Ländertausch - planstellenneutral?!

  • Hallo zusammen,

    ich versuche seit einiger Zeit von Nds nach NRW zu wechseln. Wir leben in NRW ländlich und ich möchte in den Regierungsbezirk Detmold. Hier bekomme ich von den Schulleitern seit Monaten die Aussage, dass sie keine Stellen bekommen, weil eine erhebliche Unterversorgung im Ruhrgebiet herrscht und diese nun Vorrang haben, Stellen auszuschreiben. Einige der angefragen Schulen haben selbst Bedarf, nur nicht in dem Maße.

    In meinem Fall handelt es sich aber um ein Ländertauschverfahren, das doch planstellenneural ist!? Oder liege ich da falsch? Ein Tausch müsste doch (auch ohne Stellenausschreibung) möglich sein. Oder heißt dies, dass sie nur Lehrer austauschen, die das Ziel Ruhrgebiet angeben?

  • Interessante Frage. Mein Verständnis ist, dass der Begriff "planstellenneutral" sich auf das Bundesland als Ganzes bezieht. D.h., wenn NRW 127 Lehrer im Ländertauschverfahren abgibt, bekommt das Land im gleichen Verfahren auch 127 Lehrer zurück.
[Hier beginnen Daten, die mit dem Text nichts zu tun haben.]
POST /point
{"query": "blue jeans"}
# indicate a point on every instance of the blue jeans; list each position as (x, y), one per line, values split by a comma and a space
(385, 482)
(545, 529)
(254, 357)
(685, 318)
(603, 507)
Wenn das stimmt, wäre es im nächsten Schritt Aufgabe des Landes, die 127 Lehrer auf Schulen mit Bedarf zu verteilen, so dass theoretisch schon denkbar, wäre, dass erstmal viele ins Ruhrgebiet gesteckt werden und deine Schule mit einer unbesetzten Stelle dasteht.

    Aber das ist mindestens zu 50% Spekulation.

  • Das Ländertauschverfahren besteht aus zwei Schritten:

    Zunächst brauchst du die Freigabe vom abgebenden Bundesland. Die erhältst du in der Regel, wenn die Bilanz von abgegebenen und aufgenommenen Lehrkräften neutral ist, das genaue Verfahren ist aber intransparent.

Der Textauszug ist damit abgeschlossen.